Орфография - Дмитрий Быков
Шрифт:
Интервал:
Закладка:
Темных, кстати, от лотков никто не гонял. Они подходили, наклонялись, принюхивались, униженно-нагло улыбаясь и грязными пальцами перещупывая товар; тут брали лоскут, там кусок сахару — и уходили не то что не заплатив, но не отблагодарив даже кивком, словно все давно уже принадлежало им. По лицу торговца, к которому со странной инспекцией подходил темный, бродила брезгливая гримаса: он возводил очи горе, переминался с ноги на ногу и перепуганным взглядом молил соседа о помощи, но тот нарочно отворачивался, делая вид, что ничего не происходит. Иногда темный брал торговца за пуговицу, заглядывал ему в лицо и спрашивал: «Га?» — и дыхание его, видимо, было столь зловонно, что несчастный продавец переставал дышать и застывал, сморщившись. Повторив «Га?», темный двигался дальше, пальцем вытирая под носом и наводя ужас на встречных широкой ухмылкой.
Ять шел на Сенной не за провизией: с трудом сломив сопротивление Клингенмайера, он сразу отдал ему половину своих денег и потому делил с ним скромную трапезу без особенных угрызений; он хотел купить чего-нибудь из новых книг, да и слух о торговле самописьмами заинтересовал его.
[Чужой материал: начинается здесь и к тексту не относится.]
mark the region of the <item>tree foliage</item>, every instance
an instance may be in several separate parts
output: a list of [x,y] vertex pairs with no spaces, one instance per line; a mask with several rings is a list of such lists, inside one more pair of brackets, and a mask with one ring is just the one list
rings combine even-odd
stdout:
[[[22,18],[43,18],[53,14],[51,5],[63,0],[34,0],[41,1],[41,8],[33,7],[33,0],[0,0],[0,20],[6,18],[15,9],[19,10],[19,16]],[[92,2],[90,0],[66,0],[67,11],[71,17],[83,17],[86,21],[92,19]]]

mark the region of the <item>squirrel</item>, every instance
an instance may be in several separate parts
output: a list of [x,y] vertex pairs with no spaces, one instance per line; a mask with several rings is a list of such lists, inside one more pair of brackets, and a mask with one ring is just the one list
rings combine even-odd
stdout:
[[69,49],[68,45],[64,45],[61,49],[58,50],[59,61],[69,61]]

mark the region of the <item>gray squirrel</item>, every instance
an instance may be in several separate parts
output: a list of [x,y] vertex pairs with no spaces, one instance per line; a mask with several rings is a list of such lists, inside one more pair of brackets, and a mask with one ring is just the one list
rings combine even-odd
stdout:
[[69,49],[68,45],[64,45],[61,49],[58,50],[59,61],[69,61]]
Самописьмами, сколько можно было судить, торговали в основном графоманы и городские сумасшедшие; внимание его привлекли несколько книг, изданных типографским способом — все под фамилией Вогау, — названий которых он не понял, как ни силился; продавал их бледный, веснушчатый верзила в очках — вероятно, сам Вогау. Надо было изучать новый язык, и Ять не пожалел двухсот рублей на самую тонкую из его книжечек, напечатанную вдобавок на обоях — текст располагался только на одной стороне, по другой раскиданы были голубые цветы на красном «Иллюстрации», — сдержанно пояснил Вогау, изъяснявшийся по-русски вполне правильно; брошюра его, однако, называлась «Глумкая плешть» и написана была, если автор не врал, на подлинном диалекте Брянской губернии. Ять не стал даже пролистывать новое приобретение, отложив наслаждение до вечера. Взгляд его скользнул по синим обложкам «Французской библиотеки» в издании Миронова — в пятнадцатом году все принялись издавать союзников: Вольтер, Дидро, Марат… Вдруг он вздрогнул: последним в этом славном ряду лежал толстый том Луазона.
— Сколько? — спросил Ять, указывая на книгу загадочного мыслителя.
— Две тысячи за все, — твердо потребовал старик.
— Мне все не нужно, только это…
— Вразброс не продаю.
— Пятьсот за одного Луазона, — предложил Ять безумную сумму. Ему казалось, что в томе Луазона ждет его разгадка всех тайн, в том числе и собственной судьбы; таинственный философ, словно лейтмотив, сопровождал его жизнь с того самого дня, как он впервые явился к Чарнолускому с проклятой идеей вспомоществования профессуре.
— Семьсот, — высокомерно отозвался старик.
Ять не стал спорить, отвернулся и пошел прочь; как всегда, отказ от борьбы сработал верней борьбы.
— Шестьсот, — крикнул старик вслед.
— Пятьсот, последнее слово, — ответил Ять, не оборачиваясь.
— Черт с тобой, — донеслось до него.
Открыть Луазона он боялся: полторы пачки папирос вполне могли уйти ни на что. Лежа на узком диване, под легким, тонким пледом, который выдал ему Клингенмайер, Ять раскрыл сначала «Глумкую плешть» — но тут же ударился, словно с разбегу, о стену неузнаваемых слов. Так пытался он некогда просматривать научный труд, который должна была штудировать одна из его мимолетных подруг: будучи твердо уверен, что книга, доступная ей, уж ему-то как-нибудь будет понятна, он раскрыл фолиант и немедленно убедился, что, кроме конструкций «отсюда следует» и «легко видеть», не понимает ни единого слова. В «Плешти», однако, не было и этих зацепок, а из знакомых слов наличествовали только союзы с предлогами: служебные части речи поистине бессмертны — господ погонят, слуги останутся… ибо должен же кто-то служить… Он пробовал поначалу ориентироваться по фонетике, резонно предполагая, что хорошую вещь ужорой не назовут, — но и этот принцип не приближает его к смыслу, поскольку на одной странице ужору загнобляли, а на другой убарахтывали, не упуская случая возлизнуть. Вскоре Ять отказался от намерения что-либо понять и бездумно заскользил глазами по строчкам новейшей литературы.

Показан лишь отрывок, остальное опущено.